Ravenswood’s new development is the latest step in a wellbeing push which is the baby of outgoing principal Anne Johnstone, who was poached last year to lead scandal-plagued Cranbrook after the Bellevue Hill school’s headmaster Nick Sampson departed.
If anywhere could do with a dose of wellness, built or otherwise, it’s Cranbrook. Indeed, rumours are hot around the eastern suburbs that the school is planning another splashy new upgrade. Watch this space.
On the Lax
Spotted: Labor members are currently enjoying a glorious interregnum between its landslide election victory and when the messy work of parliament returns next month.

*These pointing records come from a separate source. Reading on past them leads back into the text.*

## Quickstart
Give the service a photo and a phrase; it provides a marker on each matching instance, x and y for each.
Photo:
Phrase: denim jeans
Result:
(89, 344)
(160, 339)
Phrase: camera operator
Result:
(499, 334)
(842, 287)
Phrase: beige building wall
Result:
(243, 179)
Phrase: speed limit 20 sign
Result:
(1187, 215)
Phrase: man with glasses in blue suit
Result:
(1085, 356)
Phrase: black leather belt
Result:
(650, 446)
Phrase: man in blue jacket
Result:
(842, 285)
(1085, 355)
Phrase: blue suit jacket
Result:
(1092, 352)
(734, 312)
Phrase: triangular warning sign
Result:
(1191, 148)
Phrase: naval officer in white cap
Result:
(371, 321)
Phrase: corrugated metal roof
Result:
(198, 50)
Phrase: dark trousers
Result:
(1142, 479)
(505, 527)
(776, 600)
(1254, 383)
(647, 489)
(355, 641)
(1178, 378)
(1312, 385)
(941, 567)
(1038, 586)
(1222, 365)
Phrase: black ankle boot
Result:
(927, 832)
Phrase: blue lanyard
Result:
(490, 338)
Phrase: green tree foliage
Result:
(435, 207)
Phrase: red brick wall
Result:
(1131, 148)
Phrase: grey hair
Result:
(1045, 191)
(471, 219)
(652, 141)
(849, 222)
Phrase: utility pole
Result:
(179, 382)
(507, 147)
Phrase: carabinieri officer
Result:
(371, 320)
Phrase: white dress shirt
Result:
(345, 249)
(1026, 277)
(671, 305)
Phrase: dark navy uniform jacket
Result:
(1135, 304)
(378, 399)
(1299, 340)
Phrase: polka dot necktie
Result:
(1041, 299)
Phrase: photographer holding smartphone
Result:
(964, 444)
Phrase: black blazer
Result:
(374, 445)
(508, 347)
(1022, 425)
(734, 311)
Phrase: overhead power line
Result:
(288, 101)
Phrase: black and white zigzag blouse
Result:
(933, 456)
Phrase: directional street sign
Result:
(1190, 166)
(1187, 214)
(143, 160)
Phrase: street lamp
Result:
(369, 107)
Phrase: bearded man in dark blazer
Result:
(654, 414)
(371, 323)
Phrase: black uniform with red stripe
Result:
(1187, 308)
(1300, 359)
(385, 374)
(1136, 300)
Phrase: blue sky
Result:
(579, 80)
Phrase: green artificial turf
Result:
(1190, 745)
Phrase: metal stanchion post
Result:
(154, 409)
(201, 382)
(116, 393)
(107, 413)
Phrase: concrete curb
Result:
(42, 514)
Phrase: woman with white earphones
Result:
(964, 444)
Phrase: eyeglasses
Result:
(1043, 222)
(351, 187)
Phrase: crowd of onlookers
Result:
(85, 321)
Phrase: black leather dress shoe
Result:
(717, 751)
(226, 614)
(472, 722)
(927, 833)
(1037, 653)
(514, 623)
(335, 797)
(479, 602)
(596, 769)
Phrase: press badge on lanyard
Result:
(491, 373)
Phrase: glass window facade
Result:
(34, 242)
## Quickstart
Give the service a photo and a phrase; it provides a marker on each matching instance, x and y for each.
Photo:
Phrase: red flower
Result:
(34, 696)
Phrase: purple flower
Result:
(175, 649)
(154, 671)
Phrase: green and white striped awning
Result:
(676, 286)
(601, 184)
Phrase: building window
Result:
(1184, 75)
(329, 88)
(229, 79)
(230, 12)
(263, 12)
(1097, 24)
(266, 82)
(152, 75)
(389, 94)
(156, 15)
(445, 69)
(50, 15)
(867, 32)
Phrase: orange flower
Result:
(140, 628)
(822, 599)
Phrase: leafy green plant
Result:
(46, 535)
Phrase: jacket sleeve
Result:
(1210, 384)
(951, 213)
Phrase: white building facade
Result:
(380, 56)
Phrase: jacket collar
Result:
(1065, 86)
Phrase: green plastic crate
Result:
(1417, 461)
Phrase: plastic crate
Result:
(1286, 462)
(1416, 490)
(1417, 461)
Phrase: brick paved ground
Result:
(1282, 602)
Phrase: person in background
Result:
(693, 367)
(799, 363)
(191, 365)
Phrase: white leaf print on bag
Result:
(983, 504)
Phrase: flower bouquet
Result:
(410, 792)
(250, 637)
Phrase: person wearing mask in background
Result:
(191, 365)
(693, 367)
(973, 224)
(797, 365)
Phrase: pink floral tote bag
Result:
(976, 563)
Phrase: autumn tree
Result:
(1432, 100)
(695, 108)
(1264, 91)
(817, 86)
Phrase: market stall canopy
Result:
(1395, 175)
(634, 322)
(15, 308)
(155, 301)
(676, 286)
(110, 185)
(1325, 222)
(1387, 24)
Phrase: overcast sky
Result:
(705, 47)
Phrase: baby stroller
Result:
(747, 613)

CBD’s spies saw Labor member for Bennelong Jerome Laxale living his best life at Sydney’s ICC on Saturday night, catching Emmy Award-winning actor couple Megan Mullally and Nick Offerman’s stage conversation with radio presenter Zan Rowe to mark the last night of Vivid (finally, we sigh).
Laxale was carrying four beers back to his seat, and frankly, he’s worked up a hard-earned thirst. The former mayor of Ryde won John Howard’s old seat by a hair’s breadth in 2022, but he increased his margin to a handsome 9.3 per cent in last month’s poll. We’d drink to that.